The pattern of random terror continued for nearly 30 miles. Witnesses said the gunmen fired machine guns and threw grenades at passing cars from the hijacked bus. Some passengers inside the bus were fired on, and at least one body was dumped along the way. An American youth who was driving from Tel Aviv to Haifa with his family reported seeing "a car standing on the other side of the highway and a body lying near by. Moments later," he said, "I saw a bus zigzagging toward our side of the highway. When we came close it stopped. Somebody came down from the front door of the bus with a submachine gun and shot at us.
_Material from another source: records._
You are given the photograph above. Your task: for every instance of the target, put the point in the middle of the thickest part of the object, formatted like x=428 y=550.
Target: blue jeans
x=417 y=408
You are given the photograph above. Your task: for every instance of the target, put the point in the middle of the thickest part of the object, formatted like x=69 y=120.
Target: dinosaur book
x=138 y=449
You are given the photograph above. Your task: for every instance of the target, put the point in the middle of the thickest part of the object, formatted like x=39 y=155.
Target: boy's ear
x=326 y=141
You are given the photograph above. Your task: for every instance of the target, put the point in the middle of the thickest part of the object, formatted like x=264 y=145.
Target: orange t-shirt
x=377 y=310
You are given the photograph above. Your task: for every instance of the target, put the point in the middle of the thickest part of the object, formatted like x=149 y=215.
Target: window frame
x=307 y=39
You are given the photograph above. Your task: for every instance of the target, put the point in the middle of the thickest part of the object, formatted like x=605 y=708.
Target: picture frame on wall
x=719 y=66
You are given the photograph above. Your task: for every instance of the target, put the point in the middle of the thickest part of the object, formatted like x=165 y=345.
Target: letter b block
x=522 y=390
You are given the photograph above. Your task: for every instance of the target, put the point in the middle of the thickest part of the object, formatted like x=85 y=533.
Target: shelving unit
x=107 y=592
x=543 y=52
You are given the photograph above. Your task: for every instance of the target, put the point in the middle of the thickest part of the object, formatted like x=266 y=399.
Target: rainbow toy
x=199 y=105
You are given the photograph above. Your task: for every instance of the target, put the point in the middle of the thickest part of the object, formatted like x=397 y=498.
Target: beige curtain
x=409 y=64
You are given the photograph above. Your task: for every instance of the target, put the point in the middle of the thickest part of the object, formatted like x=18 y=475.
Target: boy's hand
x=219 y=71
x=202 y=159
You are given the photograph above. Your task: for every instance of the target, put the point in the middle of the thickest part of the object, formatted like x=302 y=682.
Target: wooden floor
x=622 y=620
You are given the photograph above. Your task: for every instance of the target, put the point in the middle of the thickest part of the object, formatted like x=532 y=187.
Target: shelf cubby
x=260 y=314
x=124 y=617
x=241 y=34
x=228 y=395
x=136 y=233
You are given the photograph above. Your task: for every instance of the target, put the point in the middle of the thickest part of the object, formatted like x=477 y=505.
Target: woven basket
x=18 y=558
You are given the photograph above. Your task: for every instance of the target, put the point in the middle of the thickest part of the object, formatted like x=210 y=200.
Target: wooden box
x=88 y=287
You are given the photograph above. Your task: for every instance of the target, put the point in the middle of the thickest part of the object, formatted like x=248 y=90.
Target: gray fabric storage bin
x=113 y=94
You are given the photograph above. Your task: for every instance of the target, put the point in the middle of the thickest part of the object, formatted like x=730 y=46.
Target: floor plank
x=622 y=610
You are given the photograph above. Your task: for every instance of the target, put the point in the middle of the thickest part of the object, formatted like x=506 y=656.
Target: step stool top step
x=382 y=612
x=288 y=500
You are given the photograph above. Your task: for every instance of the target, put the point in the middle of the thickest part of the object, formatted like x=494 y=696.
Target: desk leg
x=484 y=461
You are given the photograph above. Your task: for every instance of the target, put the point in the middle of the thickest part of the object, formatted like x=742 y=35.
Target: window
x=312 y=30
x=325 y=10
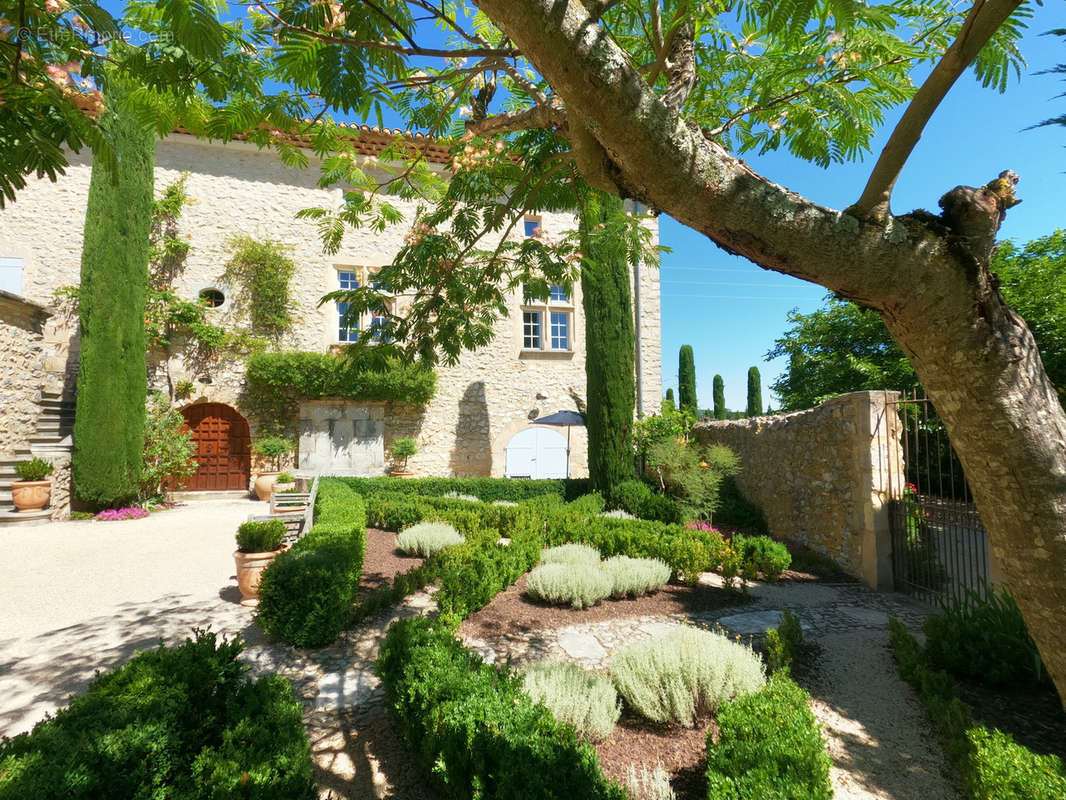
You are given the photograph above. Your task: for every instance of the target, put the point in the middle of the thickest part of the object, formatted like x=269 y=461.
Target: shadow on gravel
x=359 y=755
x=39 y=673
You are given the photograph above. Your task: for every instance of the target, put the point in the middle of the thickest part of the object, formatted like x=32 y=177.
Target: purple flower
x=109 y=515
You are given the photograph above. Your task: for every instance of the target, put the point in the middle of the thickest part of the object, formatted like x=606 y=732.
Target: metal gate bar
x=939 y=546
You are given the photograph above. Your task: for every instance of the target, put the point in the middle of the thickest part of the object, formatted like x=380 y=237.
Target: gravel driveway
x=81 y=596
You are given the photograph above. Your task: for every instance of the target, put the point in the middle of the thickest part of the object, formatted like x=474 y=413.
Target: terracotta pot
x=31 y=495
x=264 y=484
x=249 y=570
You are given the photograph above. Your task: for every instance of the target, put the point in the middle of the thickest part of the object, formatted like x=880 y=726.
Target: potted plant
x=274 y=448
x=258 y=544
x=32 y=493
x=403 y=448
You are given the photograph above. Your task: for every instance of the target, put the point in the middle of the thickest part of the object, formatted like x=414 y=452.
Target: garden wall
x=21 y=369
x=821 y=477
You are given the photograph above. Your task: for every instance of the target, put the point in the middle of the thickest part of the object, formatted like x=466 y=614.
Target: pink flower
x=58 y=74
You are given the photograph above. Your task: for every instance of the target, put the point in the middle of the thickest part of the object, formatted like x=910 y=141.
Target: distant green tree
x=610 y=349
x=668 y=403
x=112 y=385
x=839 y=348
x=754 y=393
x=842 y=348
x=687 y=379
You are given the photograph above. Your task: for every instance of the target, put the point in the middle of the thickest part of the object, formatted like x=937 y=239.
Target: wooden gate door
x=223 y=447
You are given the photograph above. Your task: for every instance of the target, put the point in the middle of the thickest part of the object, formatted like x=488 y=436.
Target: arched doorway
x=537 y=452
x=223 y=447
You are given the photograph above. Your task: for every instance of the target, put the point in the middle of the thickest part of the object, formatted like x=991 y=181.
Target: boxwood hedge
x=306 y=594
x=473 y=729
x=176 y=722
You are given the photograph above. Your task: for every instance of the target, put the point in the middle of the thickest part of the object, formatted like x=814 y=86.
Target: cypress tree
x=610 y=344
x=754 y=393
x=109 y=424
x=720 y=398
x=668 y=403
x=687 y=379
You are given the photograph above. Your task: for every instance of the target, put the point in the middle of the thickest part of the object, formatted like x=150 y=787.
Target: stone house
x=478 y=424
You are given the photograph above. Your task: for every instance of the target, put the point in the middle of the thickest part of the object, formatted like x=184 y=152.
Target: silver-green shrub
x=424 y=539
x=649 y=784
x=570 y=554
x=581 y=699
x=575 y=585
x=458 y=496
x=632 y=577
x=676 y=675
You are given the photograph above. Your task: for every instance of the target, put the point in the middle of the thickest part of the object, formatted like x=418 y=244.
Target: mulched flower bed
x=681 y=751
x=513 y=611
x=635 y=741
x=1034 y=717
x=383 y=561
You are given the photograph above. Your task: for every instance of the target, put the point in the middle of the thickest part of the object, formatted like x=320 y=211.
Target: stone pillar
x=824 y=477
x=879 y=458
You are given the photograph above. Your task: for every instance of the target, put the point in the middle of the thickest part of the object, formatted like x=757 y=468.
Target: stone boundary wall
x=822 y=477
x=21 y=369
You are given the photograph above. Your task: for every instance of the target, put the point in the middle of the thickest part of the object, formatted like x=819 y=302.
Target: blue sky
x=730 y=310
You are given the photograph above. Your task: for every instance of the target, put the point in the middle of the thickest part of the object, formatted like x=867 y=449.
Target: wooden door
x=223 y=448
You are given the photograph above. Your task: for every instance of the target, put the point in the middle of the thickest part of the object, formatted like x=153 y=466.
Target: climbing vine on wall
x=262 y=269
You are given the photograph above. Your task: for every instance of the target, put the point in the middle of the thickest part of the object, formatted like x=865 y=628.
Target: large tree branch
x=981 y=24
x=662 y=160
x=436 y=52
x=547 y=117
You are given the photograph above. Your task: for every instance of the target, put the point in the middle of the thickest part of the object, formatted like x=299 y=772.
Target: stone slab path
x=877 y=731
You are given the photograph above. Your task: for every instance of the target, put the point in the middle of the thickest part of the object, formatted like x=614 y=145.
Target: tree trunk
x=926 y=275
x=112 y=383
x=981 y=367
x=610 y=342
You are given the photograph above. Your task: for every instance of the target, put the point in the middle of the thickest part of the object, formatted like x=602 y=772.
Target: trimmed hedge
x=688 y=553
x=277 y=382
x=992 y=765
x=176 y=722
x=769 y=748
x=472 y=728
x=485 y=489
x=306 y=594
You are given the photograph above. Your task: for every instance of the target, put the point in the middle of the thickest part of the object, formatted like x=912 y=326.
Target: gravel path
x=82 y=596
x=876 y=730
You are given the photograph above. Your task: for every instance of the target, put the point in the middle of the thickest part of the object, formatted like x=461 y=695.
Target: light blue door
x=537 y=452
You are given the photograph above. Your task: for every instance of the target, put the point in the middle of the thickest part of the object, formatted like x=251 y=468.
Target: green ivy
x=262 y=270
x=278 y=382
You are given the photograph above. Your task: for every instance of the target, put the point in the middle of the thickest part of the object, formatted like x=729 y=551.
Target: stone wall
x=21 y=369
x=481 y=402
x=822 y=477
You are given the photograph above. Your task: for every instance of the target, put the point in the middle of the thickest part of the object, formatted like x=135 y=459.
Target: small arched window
x=211 y=298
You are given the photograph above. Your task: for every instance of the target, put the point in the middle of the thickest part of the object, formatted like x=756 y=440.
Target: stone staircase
x=51 y=436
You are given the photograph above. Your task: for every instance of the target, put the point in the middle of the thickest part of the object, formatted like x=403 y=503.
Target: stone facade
x=822 y=477
x=237 y=189
x=21 y=370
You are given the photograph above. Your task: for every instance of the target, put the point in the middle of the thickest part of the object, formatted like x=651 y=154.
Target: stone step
x=26 y=518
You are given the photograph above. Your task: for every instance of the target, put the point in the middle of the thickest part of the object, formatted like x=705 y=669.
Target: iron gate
x=939 y=546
All the windows were smashed and the glass fell on us. My father shouted, 'Look at my arm!' I pushed him aside and took the wheel. He had a huge hole in his chest. My brother, who had been sleeping in the back seat, was in terrible condition. When we reached the hospital, I asked the doctor if my father and brother had a chance. He said, 'Sorry, son. Both are dead.' "
Farther down the highway, the commandeered bus met another bus, also heading toward Haifa. The terrorists stopped this bus too, and forced its passengers to crowd onto the first one. The hostages now numbered 71, and the police were on the trail. The bus approached one hastily erected checkpoint and careened right through it. Then, just outside Tel Aviv, police set up a roadblock, seeded the highway with nails, and positioned themselves alongside. There the wild trail of terror finally came to an end. By that time, reported TIME Correspondent David Halevy, who was the only reporter on the scene, "the highway looked like a slaughterhouse. It was worse than anything I saw at the school shot up by terrorists in Ma'alot."
There had not been time to order in Israel's crack antiterrorist squads. So the task of stopping the terrorists fell to some 30 traffic cops, armed only with .38 revolvers and UZI submachine guns. When the bus finally skidded into a ditch with all its tires flat, the police rushed it. Said Arza Tazor, 24, a passenger: "I remember police breaking the windows of the bus and telling us to jump. I jumped."